Die Musik des vielfach ausgezeichneten Komponisten Müller-Wieland spiegelt den episodischen und fragmentarischen Charakter des Librettos. Ein Flügel und 18 Streicher bewegen sich in Steigerungen und Spiralen von gehauchten Tremoli zu brutalen Clustern und schmerzhaften Reibungen, sie zitieren Bekanntes und probieren Neues aus, sie husten und flüstern. Wie das Leben ist auch die rhapsodische Partitur von Rhythmuswechseln, Leerstellen und Aufregungen geprägt, und wenn Müller-Wieland den Knacks so richtig hörbar machen will, lässt er seine Musiker auch schon mal mit den Füßen scharren, Triangel spielen und diese dann auf sein Kommando laut klirrend auf den Boden werfen.
Dazwischen liest und lebt Roger Willemsen Passagen aus seinem Buch, erzählt mit ungeheurer Beobachtungsgabe und sprachlicher Präzision über Alterungsprozesse und das Phänomen des Ausbleichens, wenn die Überzeugungen nicht mehr stark und die Genüsse nicht mehr strahlend sind.
Und ganz gleich, ob Glaube reflektiert wird, oder Goya, oder Guantanamo - die Balance zwischen Wort und Ton ist stets vollkommen. Zum Tacet des Ensembles gibt es bisweilen einen längeren Text, an anderer Stelle entspinnt sich ein lebhafter Dialog zwischen Sprecher und Orchester. Humoristischer Höhepunkt der anderthalb Stunden ist zweifelsohne die Skizze über die Einsamkeit in einem Restaurant, in dem zwei Frauen mit größter Kunstfertigkeit aneinander vorbeireden: absurdes Theater, zart ironisch untermalt von den wiederkehrenden Formeln des Ravelschen Boleros.

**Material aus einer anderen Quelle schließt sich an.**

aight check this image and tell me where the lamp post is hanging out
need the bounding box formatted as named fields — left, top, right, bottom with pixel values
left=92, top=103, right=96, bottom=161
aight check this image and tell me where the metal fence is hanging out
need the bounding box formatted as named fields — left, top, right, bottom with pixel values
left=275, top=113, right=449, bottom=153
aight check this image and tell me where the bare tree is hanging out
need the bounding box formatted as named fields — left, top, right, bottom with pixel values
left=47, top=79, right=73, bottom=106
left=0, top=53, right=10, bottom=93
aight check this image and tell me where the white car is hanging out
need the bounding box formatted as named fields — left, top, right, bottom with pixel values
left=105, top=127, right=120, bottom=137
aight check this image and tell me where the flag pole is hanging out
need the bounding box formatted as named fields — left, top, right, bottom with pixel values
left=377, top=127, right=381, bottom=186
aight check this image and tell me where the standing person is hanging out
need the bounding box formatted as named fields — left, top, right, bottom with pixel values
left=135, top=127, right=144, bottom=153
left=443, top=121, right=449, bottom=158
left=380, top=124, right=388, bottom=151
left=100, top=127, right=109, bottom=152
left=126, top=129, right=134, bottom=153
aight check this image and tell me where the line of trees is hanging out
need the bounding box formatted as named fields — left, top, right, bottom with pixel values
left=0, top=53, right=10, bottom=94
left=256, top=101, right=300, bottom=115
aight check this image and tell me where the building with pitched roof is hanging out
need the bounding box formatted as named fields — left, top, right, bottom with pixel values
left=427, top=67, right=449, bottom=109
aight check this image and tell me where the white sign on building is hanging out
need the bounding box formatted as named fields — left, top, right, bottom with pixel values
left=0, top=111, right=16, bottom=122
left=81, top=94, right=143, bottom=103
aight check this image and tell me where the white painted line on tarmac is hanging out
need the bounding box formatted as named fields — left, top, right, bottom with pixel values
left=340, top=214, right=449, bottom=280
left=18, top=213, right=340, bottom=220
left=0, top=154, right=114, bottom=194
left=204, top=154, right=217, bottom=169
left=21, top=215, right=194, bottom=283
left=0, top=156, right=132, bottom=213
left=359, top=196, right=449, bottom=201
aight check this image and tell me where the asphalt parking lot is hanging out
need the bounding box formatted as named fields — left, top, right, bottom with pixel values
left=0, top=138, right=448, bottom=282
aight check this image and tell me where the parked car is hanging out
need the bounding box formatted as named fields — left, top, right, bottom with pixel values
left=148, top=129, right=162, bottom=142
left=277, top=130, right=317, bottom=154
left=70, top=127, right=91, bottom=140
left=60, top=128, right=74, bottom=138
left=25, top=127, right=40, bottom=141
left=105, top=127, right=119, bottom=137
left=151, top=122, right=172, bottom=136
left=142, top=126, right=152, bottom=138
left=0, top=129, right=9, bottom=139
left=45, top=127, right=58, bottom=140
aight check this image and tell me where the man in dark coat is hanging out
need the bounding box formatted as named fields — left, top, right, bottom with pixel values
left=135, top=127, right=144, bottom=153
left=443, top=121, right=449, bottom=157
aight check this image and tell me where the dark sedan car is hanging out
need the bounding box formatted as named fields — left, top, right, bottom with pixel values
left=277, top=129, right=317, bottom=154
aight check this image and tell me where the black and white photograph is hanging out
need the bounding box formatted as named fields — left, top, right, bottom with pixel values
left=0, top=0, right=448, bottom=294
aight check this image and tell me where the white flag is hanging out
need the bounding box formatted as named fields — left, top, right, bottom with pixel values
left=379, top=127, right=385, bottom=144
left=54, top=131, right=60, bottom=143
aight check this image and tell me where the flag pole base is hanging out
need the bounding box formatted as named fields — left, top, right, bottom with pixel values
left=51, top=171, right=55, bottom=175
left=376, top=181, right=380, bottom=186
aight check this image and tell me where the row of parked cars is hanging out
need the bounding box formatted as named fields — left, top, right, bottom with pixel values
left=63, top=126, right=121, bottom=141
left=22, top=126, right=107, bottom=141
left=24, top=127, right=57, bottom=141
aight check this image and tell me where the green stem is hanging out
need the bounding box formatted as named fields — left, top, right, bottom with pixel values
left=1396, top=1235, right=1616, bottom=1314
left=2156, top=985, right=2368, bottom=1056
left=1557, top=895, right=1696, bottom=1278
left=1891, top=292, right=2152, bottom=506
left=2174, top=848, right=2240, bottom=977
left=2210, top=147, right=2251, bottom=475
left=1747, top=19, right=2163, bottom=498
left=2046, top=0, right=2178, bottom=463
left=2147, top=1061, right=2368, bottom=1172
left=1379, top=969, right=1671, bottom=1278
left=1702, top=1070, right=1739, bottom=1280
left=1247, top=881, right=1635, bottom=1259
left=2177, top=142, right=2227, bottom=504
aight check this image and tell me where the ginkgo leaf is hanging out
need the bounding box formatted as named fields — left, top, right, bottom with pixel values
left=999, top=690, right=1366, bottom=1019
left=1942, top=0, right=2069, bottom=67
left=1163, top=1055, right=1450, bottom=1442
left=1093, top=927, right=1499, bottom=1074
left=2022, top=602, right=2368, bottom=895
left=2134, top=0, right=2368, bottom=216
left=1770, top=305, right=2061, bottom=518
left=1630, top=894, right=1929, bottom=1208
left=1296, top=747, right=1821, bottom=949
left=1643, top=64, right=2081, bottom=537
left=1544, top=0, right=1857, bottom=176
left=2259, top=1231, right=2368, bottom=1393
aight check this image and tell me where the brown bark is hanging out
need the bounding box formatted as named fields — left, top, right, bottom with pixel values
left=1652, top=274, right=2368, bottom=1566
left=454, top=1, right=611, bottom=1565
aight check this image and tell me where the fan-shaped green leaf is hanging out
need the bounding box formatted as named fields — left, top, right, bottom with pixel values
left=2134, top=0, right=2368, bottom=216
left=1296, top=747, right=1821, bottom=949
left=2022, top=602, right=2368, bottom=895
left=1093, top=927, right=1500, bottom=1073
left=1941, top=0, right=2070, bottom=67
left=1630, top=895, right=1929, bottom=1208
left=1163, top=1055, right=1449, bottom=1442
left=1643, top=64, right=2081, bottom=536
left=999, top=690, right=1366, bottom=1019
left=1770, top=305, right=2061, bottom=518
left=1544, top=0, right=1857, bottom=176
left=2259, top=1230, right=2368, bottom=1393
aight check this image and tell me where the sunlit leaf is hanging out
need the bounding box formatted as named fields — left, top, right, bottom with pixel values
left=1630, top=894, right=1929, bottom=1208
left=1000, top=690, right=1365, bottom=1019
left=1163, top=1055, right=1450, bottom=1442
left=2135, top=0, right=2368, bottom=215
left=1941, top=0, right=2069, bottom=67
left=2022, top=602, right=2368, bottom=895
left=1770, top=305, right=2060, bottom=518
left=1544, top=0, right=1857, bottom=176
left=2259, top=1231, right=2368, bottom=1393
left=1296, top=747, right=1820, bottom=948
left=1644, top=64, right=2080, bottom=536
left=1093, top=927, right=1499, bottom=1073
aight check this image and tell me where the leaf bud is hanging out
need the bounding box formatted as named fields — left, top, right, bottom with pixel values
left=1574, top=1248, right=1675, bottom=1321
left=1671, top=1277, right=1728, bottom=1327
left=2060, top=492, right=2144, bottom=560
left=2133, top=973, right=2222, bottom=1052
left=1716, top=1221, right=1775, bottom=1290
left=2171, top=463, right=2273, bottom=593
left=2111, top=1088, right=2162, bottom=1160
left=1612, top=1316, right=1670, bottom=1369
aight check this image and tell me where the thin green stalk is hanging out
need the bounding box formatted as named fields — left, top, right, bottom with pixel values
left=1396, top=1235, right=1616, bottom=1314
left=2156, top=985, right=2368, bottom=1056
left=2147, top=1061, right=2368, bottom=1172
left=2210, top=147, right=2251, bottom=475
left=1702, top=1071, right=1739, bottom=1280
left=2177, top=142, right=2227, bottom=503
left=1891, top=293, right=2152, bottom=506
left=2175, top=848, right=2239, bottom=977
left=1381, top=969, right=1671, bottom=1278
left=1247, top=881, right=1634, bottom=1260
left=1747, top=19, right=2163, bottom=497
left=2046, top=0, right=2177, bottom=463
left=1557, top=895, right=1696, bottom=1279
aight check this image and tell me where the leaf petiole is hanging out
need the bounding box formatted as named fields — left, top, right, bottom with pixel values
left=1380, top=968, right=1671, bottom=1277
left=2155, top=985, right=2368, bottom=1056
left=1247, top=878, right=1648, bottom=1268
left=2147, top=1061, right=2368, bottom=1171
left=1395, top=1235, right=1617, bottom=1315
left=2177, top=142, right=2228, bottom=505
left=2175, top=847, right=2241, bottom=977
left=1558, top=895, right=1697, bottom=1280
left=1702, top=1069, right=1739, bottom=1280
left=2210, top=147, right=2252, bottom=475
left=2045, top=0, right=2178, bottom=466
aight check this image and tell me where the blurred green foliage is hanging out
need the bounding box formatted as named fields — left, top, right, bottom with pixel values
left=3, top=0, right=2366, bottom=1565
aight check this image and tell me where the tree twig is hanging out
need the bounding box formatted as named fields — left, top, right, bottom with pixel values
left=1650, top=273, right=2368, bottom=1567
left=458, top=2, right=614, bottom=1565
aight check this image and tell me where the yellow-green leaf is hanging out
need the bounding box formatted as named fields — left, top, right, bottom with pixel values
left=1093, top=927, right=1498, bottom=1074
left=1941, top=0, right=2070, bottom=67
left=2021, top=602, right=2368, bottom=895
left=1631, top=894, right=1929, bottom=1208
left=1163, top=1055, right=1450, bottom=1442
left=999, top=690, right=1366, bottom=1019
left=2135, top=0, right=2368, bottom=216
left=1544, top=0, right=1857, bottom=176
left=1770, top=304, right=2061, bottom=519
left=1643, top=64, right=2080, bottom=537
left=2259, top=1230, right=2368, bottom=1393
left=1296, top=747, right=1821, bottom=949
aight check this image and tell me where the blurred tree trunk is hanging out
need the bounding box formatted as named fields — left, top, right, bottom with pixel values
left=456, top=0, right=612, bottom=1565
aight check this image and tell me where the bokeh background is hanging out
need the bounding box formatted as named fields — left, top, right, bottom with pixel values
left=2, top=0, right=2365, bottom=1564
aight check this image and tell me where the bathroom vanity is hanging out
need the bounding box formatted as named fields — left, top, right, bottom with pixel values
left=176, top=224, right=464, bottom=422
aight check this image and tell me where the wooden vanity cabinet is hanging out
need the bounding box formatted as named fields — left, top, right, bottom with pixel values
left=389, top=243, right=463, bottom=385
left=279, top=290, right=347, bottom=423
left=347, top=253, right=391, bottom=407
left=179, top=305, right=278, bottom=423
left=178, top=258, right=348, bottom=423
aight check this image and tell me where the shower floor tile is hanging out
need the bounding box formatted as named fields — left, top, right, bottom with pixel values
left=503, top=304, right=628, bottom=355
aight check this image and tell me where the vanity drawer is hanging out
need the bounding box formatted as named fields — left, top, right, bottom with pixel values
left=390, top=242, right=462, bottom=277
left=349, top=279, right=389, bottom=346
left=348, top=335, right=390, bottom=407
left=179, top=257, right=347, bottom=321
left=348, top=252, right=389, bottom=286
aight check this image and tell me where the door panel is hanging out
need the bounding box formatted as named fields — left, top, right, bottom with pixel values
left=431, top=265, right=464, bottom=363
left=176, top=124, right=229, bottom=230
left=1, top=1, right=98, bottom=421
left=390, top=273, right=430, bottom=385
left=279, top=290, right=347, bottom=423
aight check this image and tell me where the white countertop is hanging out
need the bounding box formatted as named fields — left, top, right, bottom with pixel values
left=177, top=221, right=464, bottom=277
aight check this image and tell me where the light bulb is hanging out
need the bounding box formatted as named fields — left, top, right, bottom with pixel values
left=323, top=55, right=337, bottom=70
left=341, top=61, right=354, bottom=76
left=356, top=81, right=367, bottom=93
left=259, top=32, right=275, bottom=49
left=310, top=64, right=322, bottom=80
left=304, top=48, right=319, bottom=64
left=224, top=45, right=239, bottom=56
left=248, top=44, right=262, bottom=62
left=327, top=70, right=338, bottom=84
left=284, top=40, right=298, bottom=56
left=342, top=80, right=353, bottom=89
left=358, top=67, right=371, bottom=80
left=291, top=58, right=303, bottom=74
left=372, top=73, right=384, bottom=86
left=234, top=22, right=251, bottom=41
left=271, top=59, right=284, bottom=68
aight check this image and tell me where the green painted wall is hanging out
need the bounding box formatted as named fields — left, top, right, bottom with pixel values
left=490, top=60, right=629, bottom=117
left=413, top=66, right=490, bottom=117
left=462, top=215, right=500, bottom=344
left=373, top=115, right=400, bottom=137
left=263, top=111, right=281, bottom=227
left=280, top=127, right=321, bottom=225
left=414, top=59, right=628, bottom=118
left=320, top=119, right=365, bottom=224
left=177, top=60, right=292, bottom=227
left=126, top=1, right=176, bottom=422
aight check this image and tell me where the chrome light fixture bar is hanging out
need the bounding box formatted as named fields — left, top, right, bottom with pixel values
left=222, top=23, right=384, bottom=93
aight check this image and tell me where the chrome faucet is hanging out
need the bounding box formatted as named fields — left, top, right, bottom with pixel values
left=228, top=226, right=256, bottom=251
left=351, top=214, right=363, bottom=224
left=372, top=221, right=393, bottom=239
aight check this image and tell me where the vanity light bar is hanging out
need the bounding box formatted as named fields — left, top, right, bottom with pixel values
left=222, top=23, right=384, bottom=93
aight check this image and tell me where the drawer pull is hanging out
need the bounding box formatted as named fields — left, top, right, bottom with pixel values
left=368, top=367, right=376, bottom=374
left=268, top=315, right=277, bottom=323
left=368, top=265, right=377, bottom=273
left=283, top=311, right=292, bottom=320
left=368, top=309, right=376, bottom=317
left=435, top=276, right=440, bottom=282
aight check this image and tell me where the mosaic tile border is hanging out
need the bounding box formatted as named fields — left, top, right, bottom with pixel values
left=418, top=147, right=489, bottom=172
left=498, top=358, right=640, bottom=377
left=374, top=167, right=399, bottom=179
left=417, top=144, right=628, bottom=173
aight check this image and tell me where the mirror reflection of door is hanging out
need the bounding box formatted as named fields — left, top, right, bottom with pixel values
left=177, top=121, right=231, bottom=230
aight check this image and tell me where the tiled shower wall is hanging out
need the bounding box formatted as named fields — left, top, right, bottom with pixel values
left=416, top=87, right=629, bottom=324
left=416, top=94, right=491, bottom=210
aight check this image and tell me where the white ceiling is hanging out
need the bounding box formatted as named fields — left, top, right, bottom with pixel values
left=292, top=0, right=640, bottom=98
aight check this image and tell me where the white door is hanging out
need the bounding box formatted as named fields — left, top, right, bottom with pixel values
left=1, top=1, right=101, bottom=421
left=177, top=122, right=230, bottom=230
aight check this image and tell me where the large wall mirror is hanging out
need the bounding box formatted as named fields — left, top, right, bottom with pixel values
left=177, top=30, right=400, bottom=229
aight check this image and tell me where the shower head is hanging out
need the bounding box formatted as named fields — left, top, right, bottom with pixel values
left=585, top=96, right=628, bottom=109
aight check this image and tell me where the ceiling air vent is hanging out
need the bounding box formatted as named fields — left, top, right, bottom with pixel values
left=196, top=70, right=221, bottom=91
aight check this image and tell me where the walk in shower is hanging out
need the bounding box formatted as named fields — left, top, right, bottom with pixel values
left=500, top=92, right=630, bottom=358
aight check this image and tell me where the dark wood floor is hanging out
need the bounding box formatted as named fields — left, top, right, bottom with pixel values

Immer wieder spielen sich Willemsen und Müller-Wieland auf dem schmalen Grat zwischen Lachen und Weinen den Ball zu, erforschen Hand in Hand die Risse, die sich in den Träumen auftun. Und dann "eröffnet sich eine Aussicht, den Menschen in seinem Knacks zu retten, ihn im Gehen wachsen zu sehen".